The façade, which is also very simple, develops on a single order and is marked by two almost imperceptible pilasters on the sides of the same which support a tympanum with curved shapes that contains the bell tower inside. The bell tower is composed of two round arches, which house the two bells, marked by three pilasters that support a triangular tympanum.

At the center of the facade there is the wooden door, entrance to the church, and a lowered arched window, always with wood.


Mount Cammarata oriented nature reserve

The Monte Cammarata oriented nature reserve is a protected natural area located in the municipalities of Cammarata, San Giovanni Gemini and Santo Stefano Quisquina, in the province of Agrigento and was established in 2000.

The Reserve is made up of a part of the territories of the municipalities of Cammarata which also includes San Giovanni Gemini and Santo Stefano Quisquina, for a total of two thousand hectares of territory belonging to the State Property.
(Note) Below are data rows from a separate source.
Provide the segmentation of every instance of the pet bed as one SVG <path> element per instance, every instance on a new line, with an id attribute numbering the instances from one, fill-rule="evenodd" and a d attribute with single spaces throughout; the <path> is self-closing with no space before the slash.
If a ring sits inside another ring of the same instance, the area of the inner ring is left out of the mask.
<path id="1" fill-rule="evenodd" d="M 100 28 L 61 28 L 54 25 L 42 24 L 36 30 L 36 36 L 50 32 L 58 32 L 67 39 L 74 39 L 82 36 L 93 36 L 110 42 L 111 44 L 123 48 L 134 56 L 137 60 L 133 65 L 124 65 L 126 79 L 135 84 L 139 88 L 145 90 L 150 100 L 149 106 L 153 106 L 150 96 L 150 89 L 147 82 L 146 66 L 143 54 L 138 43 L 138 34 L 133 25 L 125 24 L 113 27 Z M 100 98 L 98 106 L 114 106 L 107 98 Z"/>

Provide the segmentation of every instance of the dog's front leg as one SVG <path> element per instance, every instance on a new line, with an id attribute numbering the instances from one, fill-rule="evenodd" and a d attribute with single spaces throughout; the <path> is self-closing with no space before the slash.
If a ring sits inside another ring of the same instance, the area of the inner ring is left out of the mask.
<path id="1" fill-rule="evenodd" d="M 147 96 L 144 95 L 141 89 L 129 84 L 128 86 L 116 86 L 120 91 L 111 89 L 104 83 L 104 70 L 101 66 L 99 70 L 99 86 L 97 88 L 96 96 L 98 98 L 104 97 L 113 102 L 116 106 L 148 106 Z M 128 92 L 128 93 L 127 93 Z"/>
The reserve is made up of natural forests of conifers and broad-leaved trees that harmoniously cover the hills and in winter when the snow has almost entirely covered them it is easy to imagine it as an alpine paronama.

The reserve was suppressed in 2012 and incorporated into the Monti Sicani park. In 2019, following the cancellation of the Monti Sicani Park, it was restored.

The reserve includes an area of ​​2,049.37 hectares largely occupied by limestone reliefs from the Mesozoic era such as Serra Quisquina (1059 m), Serra della Moneta (1188 m), Pizzo della Rondine (1246 m), Monte Gemini (1397 m) and Monte Cammarata (1578 m), the second highest of the Sicani Mountains after Rocca Busambra.

On the slopes of Monte Cammarata there is what remains of an ancient oak grove with specimens of holm oak (Quercus ilex) and downy oak (Quercus pubescens), mixed with carob (Ceratonia siliqua) and other reforestation species such as cedars (Cedrus sp.), Cypresses (Cupressus sempervirens), pines (Pinus sp.) And maples (Acer sp.). On the top parts the euphorbias (Euphorbia rigida) and the southern rowan (Sorbus graeca) dominate. There are also numerous endemic species such as the Sicilian dandelion (Leontodon siculus), the sesleria dei macereti (Sesleria nitida), the Sicilian senecio (Senecio siculus), the yellow bivonea (Bivonaea lutea) and the chamomile of the Madonie (Anthemis cupaniana) .

The Gemini and Serra della Moneta mountains host reforestations with cedars, Maples (Acer campestre and Acer pseudoplatanus) and Aleppo pines (Pinus halepensis), while on Pizzo Rondine there are flaps of holm oak (Quercus ilex).

The reserve is home to numerous mammals including the fox (Vulpes vulpes), the wild rabbit (Oryctolagus cuniculus), the hare (Lepus europaeus), the weasel (Mustela nivalis), the porcupine (Hystrix cristata), the hedgehog (Erinaceus europaeus) and the dormouse mouse (Eliomys quercinus).

The avifauna represented by both sedentary and migratory species is very rich, among which we can mention the slide rule (Regulus regulus), the woodcock (Scolopax rusticola), the blackcap (Sylvia atricapilla), the blackbird (Turdus merula), the creeper (Certhia brachydactyla), the wren (Troglodytes troglodytes), the great tit (Parus major), the robin (Erithacus rubecola) and the little warbler (Phylloscopus collybita). There are also numerous species of diurnal birds of prey, such as the kestrel (Falco tinnunculus) and the buzzard (Buteo buteo), and nocturnal, such as the scops owl (Otus scops), the owl (Athene noctua), the tawny owl (Strix aluco) and the barn owl (Tyto alba). Finally, the presence of the great spotted woodpecker (Picoides major) and the Sicilian rock partridge (Alectoris graeca whitakeri), two species at risk of extinction, should be noted.

Sanctuary of Santa Rosalia of Santo Stefano di Quisquina  is an eighteenth-century hermitage located at almost a thousand meters above sea level, immersed in a small oak forest where legend has it, the patron saint of Palermo took refuge before moving to Monte Pellegrino.